Development of the Wisdom Goddess

Development of the Wisdom Goddess March 22, 2018
The Cosmic Shekinah by David Rankine and Sorita d'Este.
The Cosmic Shekinah by  Rankine &  d’Este.

This is an extract from the book The Cosmic Shekinah, which I co-authored with David Rankine (2010).  I am sharing it here as an example of how cultures influenced each other, and how deities evolved and changed, stayed the same and continued throughout the ages.  This is only tiny example, but hopefully an interesting one!

From the Chapter: Behind the Veils

“Her ways are ways of pleasantness,

and all her paths are peace.

She is a tree of life to those who lay hold of her;

those who hold her fast are called happy.”

 ~ Proverbs 3:17-18, C3rd BCE

Through considering the religions which influenced and were influenced by the development of Judaism and the Kabbalah we find not only the origins of the Shekinah, but also her subsequent manifestations.  Millennia before the rise of the Shekinah, we see the earliest association between wisdom and feminine divinity in the form of Inanna, the Sumerian goddess of love and war.  In the myths of Sumer, southern Mesopotamia, amongst the world’s first civilizations, it is Inanna who was said to have given civilization to mankind.

The Sumerian civilization was subsequently replaced by the Akkadians, Babylonians and Assyrians through conquest and cultural assimilation.  A result of this process was the renaming of deities as cosmologies were syncretised and transformed through religious cross-fertilisation.  The first dynasties of Ancient Egypt were contemporary with the civilization of Sumer.  While Sumer underwent transformations through conquest and decline, the Egyptians continued to develop many of the inventions of the Sumerians, such as agriculture and writing.

In Egypt, as in Sumer, we see the feminine divine being associated with wisdom, in the form of the Egyptian goddess of truth and cosmic harmony Ma’at, whose name means ‘truth’. The primary symbol of Ma’at was the feather, which she was depicted wearing on her head.  Through Ma’at’s feather we see wisdom being linked with airy concepts at a very early time, a syncretisation which would also be expressed very clearly later with the Shekinah.

These two great civilizations of ancient Egypt and Sumer with her successors significantly influenced the development of the Canaanites, who occupied the area which is roughly Israel, Lebanon and Palestine, as well as parts of the surrounding areas, today.  As these civilizations influenced Canaan, so too did qualities of their gods become expressed as part of the Canaanite pantheon.  The attributes of their mother goddess Asherah became conflated with some of the characteristics previously associated with both the Sumerian goddess Inanna and the Egyptian goddess Isis-Ma’at.

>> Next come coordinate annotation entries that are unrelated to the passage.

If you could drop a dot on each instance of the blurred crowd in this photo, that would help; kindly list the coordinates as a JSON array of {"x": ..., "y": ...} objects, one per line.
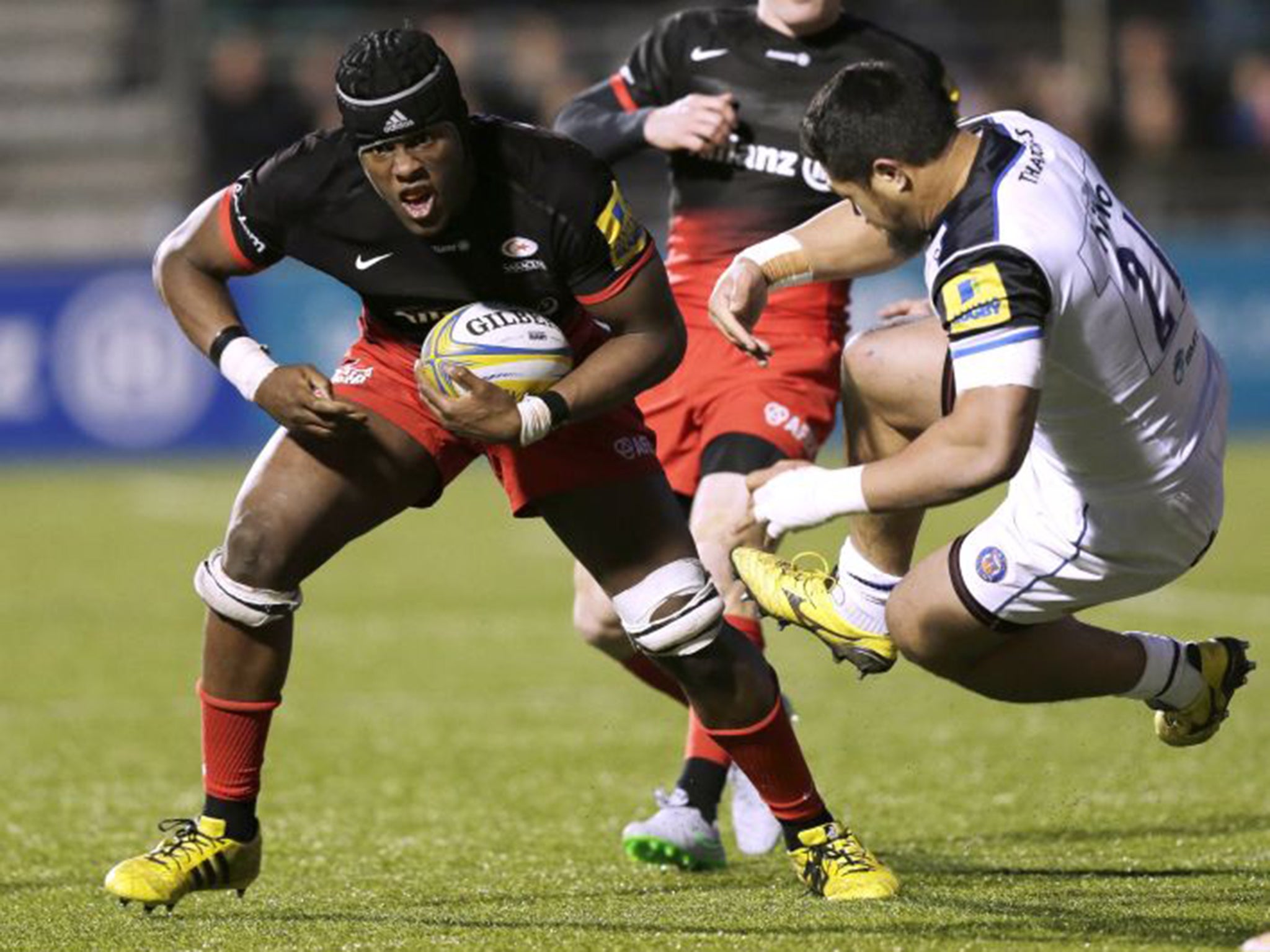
[{"x": 1137, "y": 83}]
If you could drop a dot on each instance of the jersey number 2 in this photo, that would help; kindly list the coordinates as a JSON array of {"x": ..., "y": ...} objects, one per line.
[{"x": 1163, "y": 319}]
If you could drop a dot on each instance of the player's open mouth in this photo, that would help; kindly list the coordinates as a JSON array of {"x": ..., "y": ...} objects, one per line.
[{"x": 418, "y": 202}]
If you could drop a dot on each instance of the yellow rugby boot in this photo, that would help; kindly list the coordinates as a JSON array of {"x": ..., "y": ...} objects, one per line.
[
  {"x": 804, "y": 597},
  {"x": 195, "y": 856},
  {"x": 1225, "y": 666},
  {"x": 833, "y": 863}
]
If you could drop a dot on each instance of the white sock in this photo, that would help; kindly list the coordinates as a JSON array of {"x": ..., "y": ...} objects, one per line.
[
  {"x": 1169, "y": 677},
  {"x": 863, "y": 591}
]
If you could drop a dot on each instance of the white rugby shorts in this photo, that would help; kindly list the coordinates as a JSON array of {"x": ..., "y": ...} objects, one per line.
[{"x": 1046, "y": 552}]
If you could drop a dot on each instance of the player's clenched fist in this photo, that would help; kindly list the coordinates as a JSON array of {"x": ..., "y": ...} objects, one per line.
[
  {"x": 735, "y": 305},
  {"x": 483, "y": 412},
  {"x": 299, "y": 398},
  {"x": 695, "y": 123}
]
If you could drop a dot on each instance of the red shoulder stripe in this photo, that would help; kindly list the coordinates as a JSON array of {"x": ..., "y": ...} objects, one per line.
[
  {"x": 623, "y": 92},
  {"x": 223, "y": 215},
  {"x": 623, "y": 280}
]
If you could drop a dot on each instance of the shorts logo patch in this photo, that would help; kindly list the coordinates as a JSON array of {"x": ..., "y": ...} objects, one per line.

However we should also keep in mind that cross-fertilization is usually a two-way process.  The Canaanite goddess Asherah was also imported back to Egypt and linked with the erotic Egyptian goddess Qudshu, as well as with the Syrian love and war goddess Astarte.  From here other manifestations of the feminine divine would also occur, with the Syrian goddess Astarte giving rise to the Cyprian love goddess Aphrodite.